Mercer University was part of a wave of denominational colleges founded in the South during the nineteenth century. Founded in 1833 with the name Mercer Institute, by the Georgia Baptist Convention, the college, like most Baptist colleges of the period, was located in a rural area of Georgia. The founding of the college also marked the founding of Penfield, the newly formed town where it was located. Denominational colleges like Mercer were founded by Baptists, Presbyterians and Methodists throughout the South and by the 1850's dominated higher education in the region.

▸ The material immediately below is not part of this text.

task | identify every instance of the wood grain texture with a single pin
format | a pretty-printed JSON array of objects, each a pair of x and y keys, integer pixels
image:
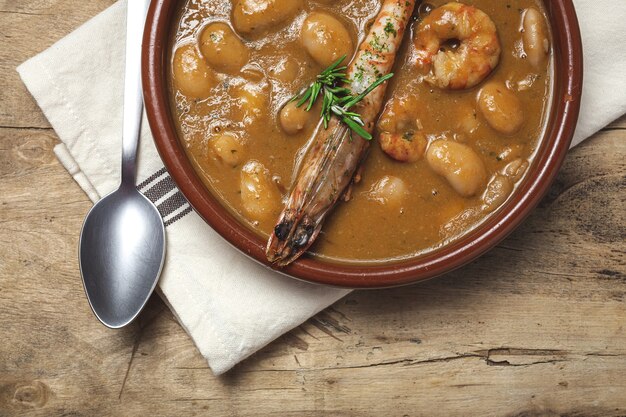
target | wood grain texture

Though looking back these colleges are often looked down upon as being conservative and overly traditional, at the time they were pushing the boundaries of education. When compared to contemporary state universities, the curricula of denominational colleges differed greatly and in many ways more closely resembled modern liberal arts curricula. State colleges in the mid- nineteenth century were focusing on practical education to improve technology and science. The schools founded by evangelicals, on the other hand, studied a greater amount of classical languages, literature, and religion in addition to participating in useful activities like farming. The religious organizations began to found these educational institutions both because of an ideological belief in education, and for the practical reason of increasing clergy and training future religious leaders. Despite their strong sectarian foundations, the students of these institutions were often more diverse because they would pull from the local community regardless of religion. Relative to state universities, the denominational colleges were inexpensive and less elitist, often drawing students from the middle classes.
Along with providing a less aristocratic and expensive college choice, denominational colleges appealed to parents by presenting themselves as providing strong morals for their students. In this letter, though, we can see that the family still held the most power in moral and religious decisions. Even if the school or the school community encouraged students to be baptized, the family was the final decision maker.